3. Réduisez votre dette non garantie. Si vous avez une importante dette non garantie (tout accord de prêt ou de crédit pour lequel vous n’avez pas donné de bien en nantissement) qui pèse lourdement sur votre budget mensuel, voyez s’il est possible de la regrouper avec votre hypothèque. Votre paiement hypothécaire augmentera, certes, mais vos dépenses mensuelles totales diminueront, car vous convertirez les taux d’intérêt applicables à votre carte de crédit ou à votre marge de crédit non garantie en un taux d’intérêt hypothécaire, et celui-ci est toujours beaucoup moins élevé.

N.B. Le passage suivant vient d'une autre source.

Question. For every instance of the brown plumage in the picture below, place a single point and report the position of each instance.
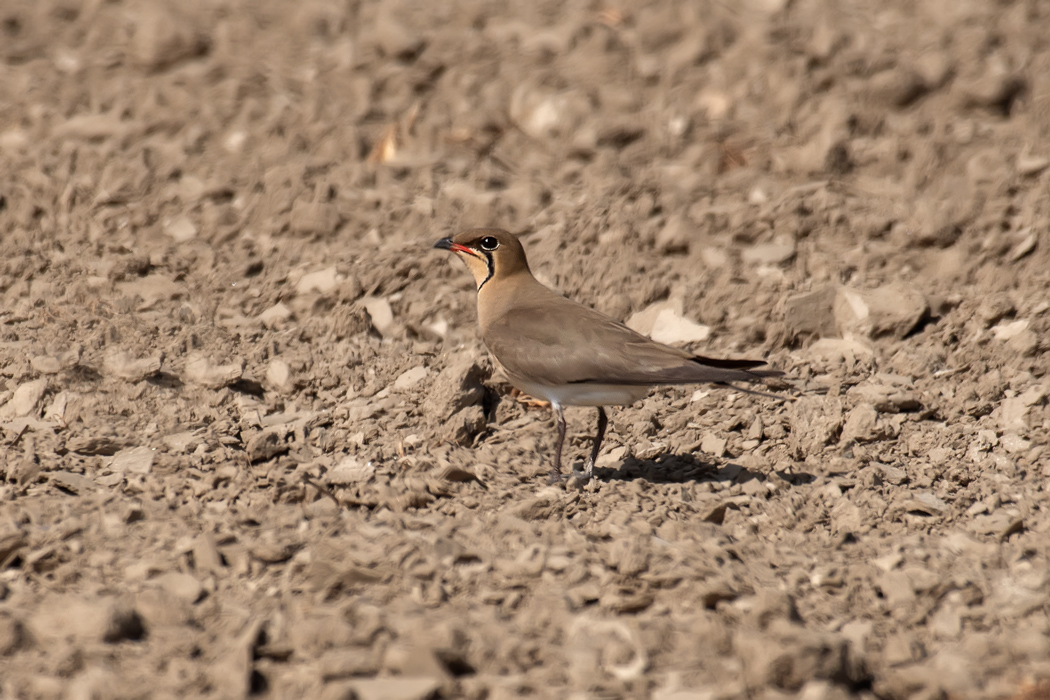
(558, 349)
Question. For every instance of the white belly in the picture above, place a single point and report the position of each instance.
(585, 395)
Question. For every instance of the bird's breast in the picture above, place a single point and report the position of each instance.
(582, 394)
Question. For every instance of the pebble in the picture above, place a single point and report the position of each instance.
(278, 375)
(133, 461)
(181, 229)
(201, 370)
(350, 470)
(713, 445)
(184, 587)
(663, 321)
(319, 217)
(861, 425)
(1010, 330)
(459, 385)
(181, 442)
(1013, 415)
(775, 253)
(410, 378)
(124, 365)
(25, 400)
(894, 310)
(395, 688)
(812, 313)
(275, 316)
(381, 315)
(322, 281)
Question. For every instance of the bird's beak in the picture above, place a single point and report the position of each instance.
(448, 245)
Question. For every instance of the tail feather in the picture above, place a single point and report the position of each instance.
(729, 364)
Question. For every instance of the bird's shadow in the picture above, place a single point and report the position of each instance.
(670, 468)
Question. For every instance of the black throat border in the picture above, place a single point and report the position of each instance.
(490, 262)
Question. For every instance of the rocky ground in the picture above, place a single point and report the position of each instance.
(252, 444)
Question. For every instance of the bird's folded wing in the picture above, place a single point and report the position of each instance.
(530, 342)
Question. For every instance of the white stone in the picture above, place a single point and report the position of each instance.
(410, 378)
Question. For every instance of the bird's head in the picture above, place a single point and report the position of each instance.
(488, 253)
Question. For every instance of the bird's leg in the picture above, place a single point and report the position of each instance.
(555, 471)
(603, 422)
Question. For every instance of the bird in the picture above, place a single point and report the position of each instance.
(554, 348)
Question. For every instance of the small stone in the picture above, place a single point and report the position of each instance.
(459, 385)
(410, 378)
(894, 310)
(266, 444)
(46, 364)
(1024, 247)
(349, 471)
(275, 316)
(319, 217)
(14, 636)
(162, 39)
(894, 475)
(395, 688)
(181, 229)
(1008, 331)
(675, 236)
(322, 281)
(25, 399)
(1013, 415)
(465, 425)
(381, 315)
(663, 321)
(861, 425)
(181, 443)
(713, 445)
(812, 313)
(182, 586)
(1031, 165)
(775, 253)
(123, 365)
(1013, 443)
(278, 375)
(132, 461)
(201, 370)
(886, 399)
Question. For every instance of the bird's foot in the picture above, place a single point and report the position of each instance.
(528, 401)
(581, 478)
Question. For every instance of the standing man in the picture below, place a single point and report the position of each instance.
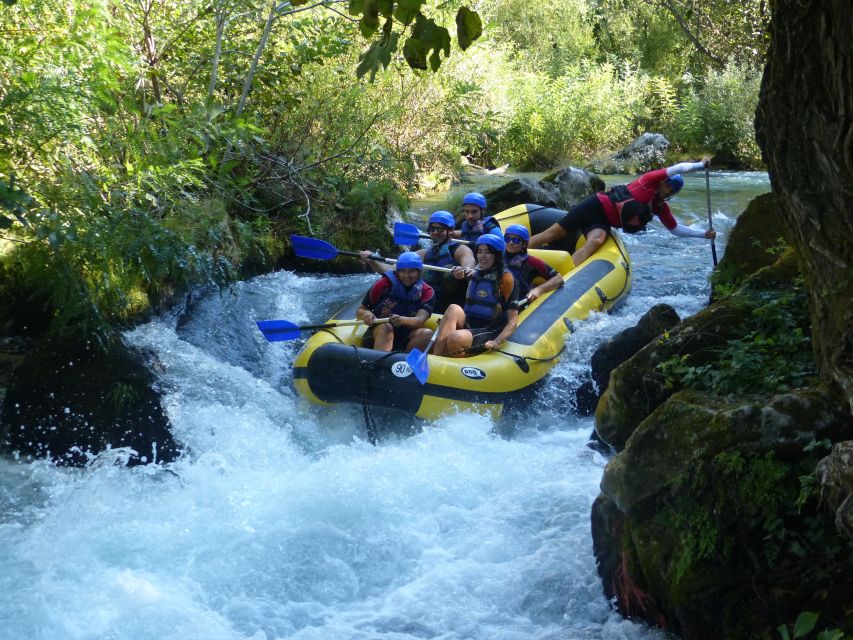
(444, 252)
(406, 300)
(628, 207)
(476, 223)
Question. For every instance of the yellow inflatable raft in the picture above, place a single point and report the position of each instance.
(332, 367)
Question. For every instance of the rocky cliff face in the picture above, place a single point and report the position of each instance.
(717, 517)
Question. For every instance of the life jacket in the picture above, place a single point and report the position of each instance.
(627, 207)
(399, 299)
(483, 299)
(472, 232)
(439, 256)
(520, 270)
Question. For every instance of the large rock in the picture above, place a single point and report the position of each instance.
(638, 386)
(704, 527)
(68, 402)
(561, 189)
(654, 323)
(646, 152)
(835, 474)
(693, 426)
(755, 242)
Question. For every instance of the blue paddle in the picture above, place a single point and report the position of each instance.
(321, 250)
(280, 330)
(408, 234)
(417, 360)
(710, 221)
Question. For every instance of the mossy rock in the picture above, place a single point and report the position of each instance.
(692, 426)
(699, 523)
(756, 241)
(68, 402)
(636, 389)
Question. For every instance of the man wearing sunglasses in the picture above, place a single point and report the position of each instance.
(628, 207)
(527, 269)
(444, 252)
(475, 223)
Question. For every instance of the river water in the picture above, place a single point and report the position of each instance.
(281, 521)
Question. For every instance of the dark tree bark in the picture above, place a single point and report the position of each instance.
(805, 128)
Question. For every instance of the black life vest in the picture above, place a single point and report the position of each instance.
(483, 299)
(520, 270)
(627, 207)
(399, 299)
(471, 233)
(439, 256)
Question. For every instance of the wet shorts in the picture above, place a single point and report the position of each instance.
(401, 338)
(586, 215)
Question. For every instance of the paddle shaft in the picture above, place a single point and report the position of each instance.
(710, 220)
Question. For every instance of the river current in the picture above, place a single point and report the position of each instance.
(282, 521)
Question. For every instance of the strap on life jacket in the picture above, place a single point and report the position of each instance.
(483, 298)
(627, 207)
(399, 299)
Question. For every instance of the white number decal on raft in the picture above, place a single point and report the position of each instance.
(473, 372)
(401, 369)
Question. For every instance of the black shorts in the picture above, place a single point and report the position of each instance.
(402, 335)
(481, 335)
(586, 215)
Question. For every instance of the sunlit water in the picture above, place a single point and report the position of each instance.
(281, 521)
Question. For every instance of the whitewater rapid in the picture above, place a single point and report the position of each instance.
(281, 521)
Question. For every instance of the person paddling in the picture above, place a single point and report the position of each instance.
(444, 252)
(490, 314)
(527, 269)
(628, 207)
(406, 300)
(476, 223)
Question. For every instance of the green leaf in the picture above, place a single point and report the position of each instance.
(369, 22)
(378, 53)
(426, 36)
(805, 623)
(408, 10)
(469, 27)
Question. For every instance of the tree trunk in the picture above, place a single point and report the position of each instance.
(804, 125)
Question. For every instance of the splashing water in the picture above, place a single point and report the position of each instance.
(280, 521)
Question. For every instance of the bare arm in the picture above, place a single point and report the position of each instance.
(464, 257)
(549, 285)
(551, 234)
(506, 332)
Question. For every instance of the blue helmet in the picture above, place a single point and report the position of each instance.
(410, 260)
(443, 217)
(517, 230)
(475, 198)
(676, 182)
(495, 242)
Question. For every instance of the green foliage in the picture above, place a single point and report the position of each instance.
(718, 115)
(805, 624)
(572, 117)
(774, 353)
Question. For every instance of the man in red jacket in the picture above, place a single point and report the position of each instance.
(628, 207)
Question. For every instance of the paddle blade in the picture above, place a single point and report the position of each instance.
(417, 360)
(306, 247)
(406, 233)
(279, 330)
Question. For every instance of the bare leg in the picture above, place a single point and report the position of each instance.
(419, 339)
(383, 337)
(551, 234)
(458, 341)
(454, 318)
(594, 240)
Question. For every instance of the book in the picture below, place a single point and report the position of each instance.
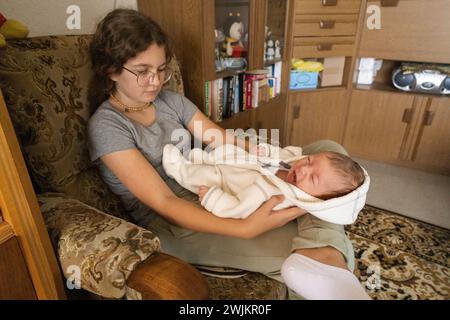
(207, 109)
(217, 96)
(277, 74)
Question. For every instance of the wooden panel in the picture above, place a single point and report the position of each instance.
(21, 210)
(15, 282)
(6, 232)
(317, 47)
(414, 30)
(271, 115)
(433, 144)
(317, 6)
(375, 125)
(241, 120)
(325, 25)
(316, 115)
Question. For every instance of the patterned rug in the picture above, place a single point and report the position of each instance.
(396, 258)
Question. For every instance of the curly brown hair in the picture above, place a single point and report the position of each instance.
(120, 36)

4. Envisagez une proposition de consommateur. Si vous ne faites que rembourser vos soldes minimums et êtes incapable de réduire votre dette non garantie, le moment est peut-être venu de parler à un syndic autorisé en insolvabilité. Une proposition de consommateur peut nuire à votre crédit, mais ce pourrait être la solution idéale pour vous permettre de réduire vos versements mensuels minimums et vous éviter de vous retrouver aux prises avec un endettement insurmontable dans cinq ans.

5. Évaluez – soigneusement – la possibilité de vivre dans plus petit. Avant que les valeurs du marché ne chutent, demandez-vous s'il est temps de vendre et d'investir dans un bien immobilier moins coûteux. Face à l'incertitude ambiante, il est peut-être judicieux de tirer le meilleur parti de votre propriété et de minimiser vos dépenses de logement. En vivant dans moins grand, vous économisez non seulement sur les mensualités de votre prêt hypothécaire, mais aussi, habituellement, sur l’impôt foncier, l’assurance, les services publics, l’entretien et les frais accessoires.

Il est important de noter que certains marchés ont déjà connu des baisses importantes de la valeur des propriétés. Avant de faire une offre sur un bien plus petit, assurez-vous de pouvoir le vendre à un prix supérieur au montant restant dû sur votre prêt hypothécaire. Dans le cas contraire, la vente pourrait vous coûter beaucoup plus cher que prévu ! Surtout, faites vos recherches. Consultez des professionnels, comparez les taux et explorez les différentes options qui s’offrent à vous.

Il est aussi important de reconnaître que les marchés du logement et de la location varient considérablement d’une région à l’autre du Canada. Dans certaines régions, les prix des maisons pourraient baisser, tandis que dans d’autres, la rareté des logements continue de soutenir des prix plus élevés. De même, même si les loyers se sont stabilisés sur certains marchés, l’accessibilité et la disponibilité des logements peuvent demeurer problématiques. Avant de prendre des décisions comme celle de réduire la taille de son logement ou de déménager dans une propriété locative, il est essentiel d’examiner attentivement les conditions du marché local, notamment les frais de transaction, la disponibilité des logements locatifs et l’accessibilité financière à long terme.

Si vous avez l’impression que, peu importe l’option, 1 + 1 n’égale plus 2, parlez à un syndic autorisé en insolvabilité. Les SAI sont là pour vous aider à comprendre vos options et à faire le choix le plus judicieux pour gérer votre budget.